(CNN) -- Iran's United Nations delegation accused the Security Council of "emboldening" an Israeli official into threatening to attack Iran over its nuclear weapons development program, according to Iran's state-run media.
Israeli Deputy Prime Minister Shaul Mofaz is the country's main liaison with the United States.
"The Israeli regime has been emboldened due to carelessness and silence of the Security Council," the delegation said in a letter to U.N. Secretary-General Ban Ki-moon and the U.N. Security Council, the Islamic Republic News Agency reported Saturday.
The letter was a reaction to a story printed Friday by Israel's largest mass-circulation daily, which quotes Deputy Prime Minister Shaul Mofaz threatening to attack Iran if it continues to develop nuclear weapons.
"The window of opportunity has closed. The sanctions are not effective," said Mofaz, who was born in Iran in 1948. "There will be no alternative but to attack Iran in order to stop the Iranian nuclear program."
The tough rhetoric, published in Yediot Ahronot, has political resonance in Israel amid talk that Mofaz has begun jockeying to replace embattled Prime Minister Ehud Olmert as the ruling Kadima Party's leader and prime minister.
At least one Cabinet member, Defense Minister Ehud Barak, has called for Olmert to step down because of allegations arising from a corruption inquiry.
Mofaz, Israel's transport and road safety minister, is the main Israeli liaison with the United States on strategic issues, and his views on security have great import. He is a former defense minister, a former armed forces chief and a member of Israel's Security Cabinet.
Iran insists that its nuclear program is for peaceful purposes, namely to create energy. In the past, it has described interactions with the U.N.'s nuclear watchdog as positive.
But the most recent report by International Atomic Energy Agency hints at frustrations from the agency's investigators, who say Iran is withholding critical information that could determine whether it is trying to make nuclear weapons.
Aside from Israel, Iran's nuclear program has spurred concerns in the United States and much of the West.

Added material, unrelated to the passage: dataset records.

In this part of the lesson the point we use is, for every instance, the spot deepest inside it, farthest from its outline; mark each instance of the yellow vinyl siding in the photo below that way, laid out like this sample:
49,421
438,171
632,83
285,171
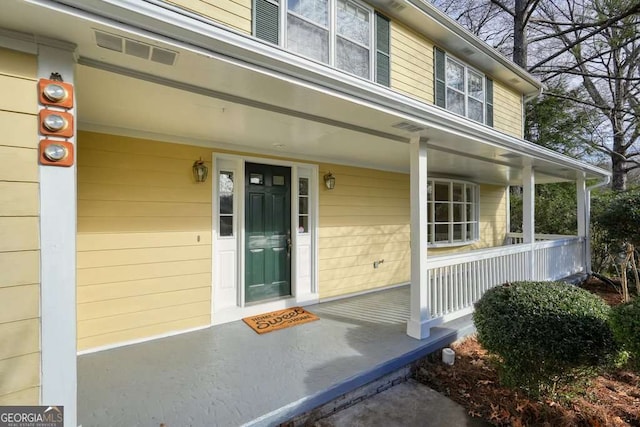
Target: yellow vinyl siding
144,236
19,232
411,63
364,219
144,240
507,110
233,13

After the IAEA released a similar report in March scrutinizing the program, the U.N. Security Council voted to impose new sanctions on Iran over its nuclear program.
Shortly after last month's report was released, Ali Larijani, formerly Iran's top nuclear negotiator, was overwhelmingly elected as parliament speaker -- and immediately warned that Tehran may reconsider cooperating with the IAEA.
Meanwhile, Iran's ambassador to France, Ali Ahani, said talks are the best way to approach the nuclear program, IRNA reported.
"The only solution to Iran's nuclear case is negotiation and confidence building," Ahani told former French envoys at Sorbonne University in Paris.
"We suspended our enrichment activities for two years voluntarily. We even accepted additional protocol, which authorized IAEA to visit Iran's nuclear facilities whenever they wanted," he added, according to IRNA.
"Iran is not seeking an atomic weapon, but it is following its rights as specified in the (Nuclear) Non-Proliferation Treaty," he said.